我正在尝试修改 Google在此处提供的设备上文本识别示例,以使其与实时摄像头馈送一起使用。

当将相机放在文本上时(适用于图像示例),我的控制台在最终耗尽内存之前在流中生成以下内容:

2018-05-16 10:48:22.129901+1200 TextRecognition[32138:5593533] An empty result returned from from GMVDetector for VisionTextDetector.

这是我的视频捕获方法:

func captureOutput(_ output: AVCaptureOutput, didOutput sampleBuffer: CMSampleBuffer, from connection: AVCaptureConnection) {

        if let textDetector = self.textDetector {

            let visionImage = VisionImage(buffer: sampleBuffer)
            let metadata = VisionImageMetadata()
            metadata.orientation = .rightTop
            visionImage.metadata = metadata

            textDetector.detect(in: visionImage) { (features, error) in
                guard error == nil, let features = features, !features.isEmpty else {
                    // Error.
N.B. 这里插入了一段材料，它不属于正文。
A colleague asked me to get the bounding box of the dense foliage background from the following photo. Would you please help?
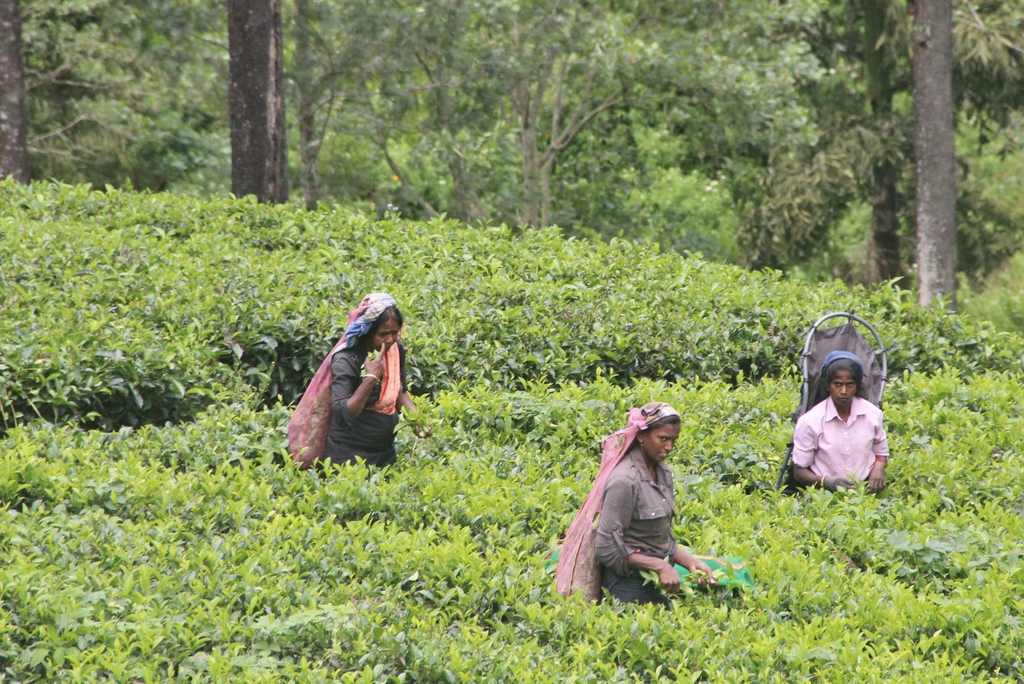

You should also check the console for error messages.
                    // ...
                    return
                }

                // Recognized and extracted text
                print("Detected text has: \(features.count) blocks")
                // ...
            }

        }

    }
Run Code Online (Sandbox Code Playgroud)

这是正确的方法吗?

Don*_*hen 7

ML Kit 早已从 Firebase 中迁移出来,成为一个独立的 SDK(迁移指南)。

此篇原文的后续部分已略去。